Saturday, August 13, 2005

Lewis and Pullman

Terry Teachout noted in his August 11th entries in regard to choosing to keep up with new things, or not:
C. S. Lewis said it better than I can: "If we have to choose, it is always better to read Chaucer again than to read a new criticism of him."

I’ve been reading a book called, Beyond the Shadowlands, by Wayne Martindale, and in the preface to it, Walter Hooper notes something along the lines of the book inspiring him to go back and read the Lewis canon over again. While this would be something of a task (a pleasurable one, mind you) because Lewis was certainly prolific, to go back and read the Narnia stories, the three fantasy-cum-sci-fi books, and some of the other titles such as The Great Divorce and the Screwtape Letters, would be infinitely better than reading many of the less well-thought-out books that currently inhabit Christian bookshop shelves. The mere thought of the last chapter of The Last Battle always makes my heart leap – if ever there was a more wondrous picture of Joy, and of Heaven, I don’t know of it.

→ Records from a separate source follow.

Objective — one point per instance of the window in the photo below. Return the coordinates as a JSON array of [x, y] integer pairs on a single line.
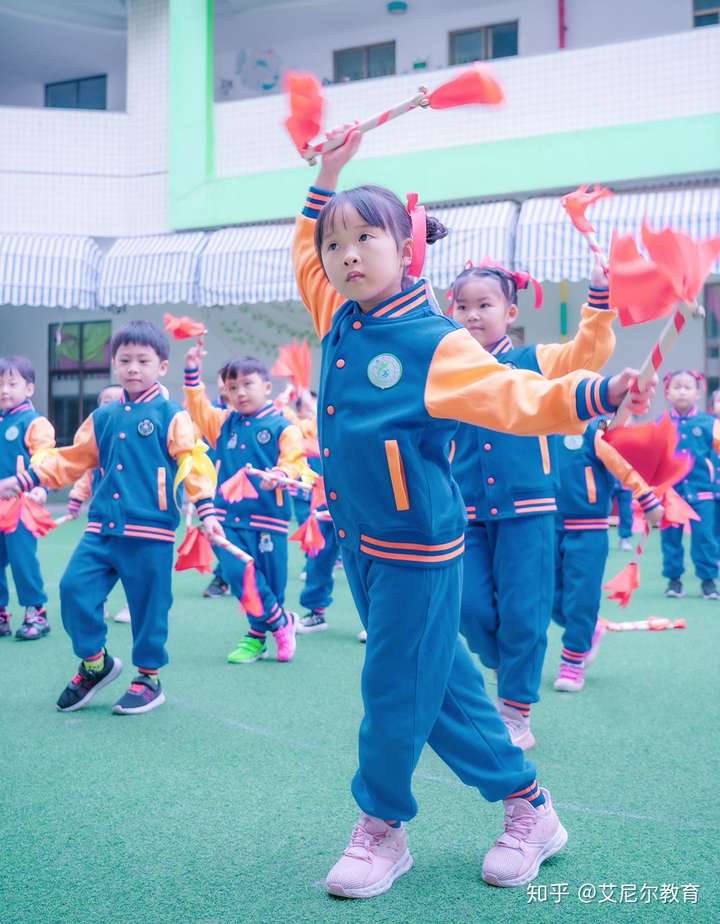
[[711, 301], [364, 62], [79, 369], [706, 12], [483, 43], [84, 93]]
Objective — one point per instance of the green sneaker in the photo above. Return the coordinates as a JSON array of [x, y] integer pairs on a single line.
[[248, 651]]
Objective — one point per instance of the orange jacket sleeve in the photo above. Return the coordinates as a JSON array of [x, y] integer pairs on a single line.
[[591, 347], [57, 468], [39, 435], [209, 419], [466, 383], [319, 297]]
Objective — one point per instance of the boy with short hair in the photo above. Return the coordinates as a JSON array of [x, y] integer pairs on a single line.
[[23, 431], [145, 447], [251, 431]]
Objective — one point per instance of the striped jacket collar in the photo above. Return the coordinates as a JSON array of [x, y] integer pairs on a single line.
[[23, 406], [148, 395], [504, 345], [401, 303], [675, 416]]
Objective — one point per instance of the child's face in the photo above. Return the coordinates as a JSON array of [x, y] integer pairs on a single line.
[[14, 390], [682, 392], [247, 393], [481, 308], [137, 367], [109, 395], [362, 262]]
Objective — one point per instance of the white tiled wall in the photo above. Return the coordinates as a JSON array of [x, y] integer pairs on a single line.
[[96, 173], [658, 78]]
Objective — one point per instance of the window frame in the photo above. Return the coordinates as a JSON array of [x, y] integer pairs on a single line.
[[487, 40], [77, 81], [366, 60]]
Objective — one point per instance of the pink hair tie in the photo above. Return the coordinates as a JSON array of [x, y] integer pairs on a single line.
[[419, 228]]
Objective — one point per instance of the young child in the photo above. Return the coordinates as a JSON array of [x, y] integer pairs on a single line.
[[218, 586], [507, 484], [22, 432], [316, 596], [85, 486], [144, 447], [700, 435], [251, 431], [396, 375], [587, 470]]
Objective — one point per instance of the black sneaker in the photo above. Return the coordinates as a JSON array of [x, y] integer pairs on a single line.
[[35, 624], [85, 684], [216, 588], [143, 695], [674, 589], [311, 622], [710, 591]]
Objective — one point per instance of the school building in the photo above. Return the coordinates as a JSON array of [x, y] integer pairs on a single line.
[[145, 167]]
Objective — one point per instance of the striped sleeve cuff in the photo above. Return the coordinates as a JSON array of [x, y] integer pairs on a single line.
[[205, 507], [316, 199], [28, 480], [591, 399], [648, 502], [192, 378], [598, 298]]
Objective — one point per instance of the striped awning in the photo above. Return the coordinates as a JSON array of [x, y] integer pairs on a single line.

Beyond the Shadowlands takes as its main theme Lewis’ treatment of Heaven and Hell, and it’s intriguing to see just how much his best-known books focus on these two subjects. Alan Jacobs, in a recent book, Shaming the Devil, mentions Lewis in contrast to Philip Pullman, and the latter’s theological trilogy, His Dark Materials. Pullman, who seems to loathe Lewis – I gather this from at least two interviews with him that I’ve read, and Jacob's own comments – equally loathes the idea of Heaven as it’s generally been thought of. I felt, in reading Pullman’s second and third episodes in the trilogy, that the man hated Hope, hated Joy, and felt that children’s delight should be dashed as often as possible: his inexcusable killing off of the father in The Subtle Knife nearly made me refuse to read the third book. And when I did read the third book in the series, The Amber Spyglass, I was more than puzzled that Pullman could think that the spirits stuck in his version of hell - or was it purgatory? - could possibly feel happier floating off into dissolution than being given some kind of new life.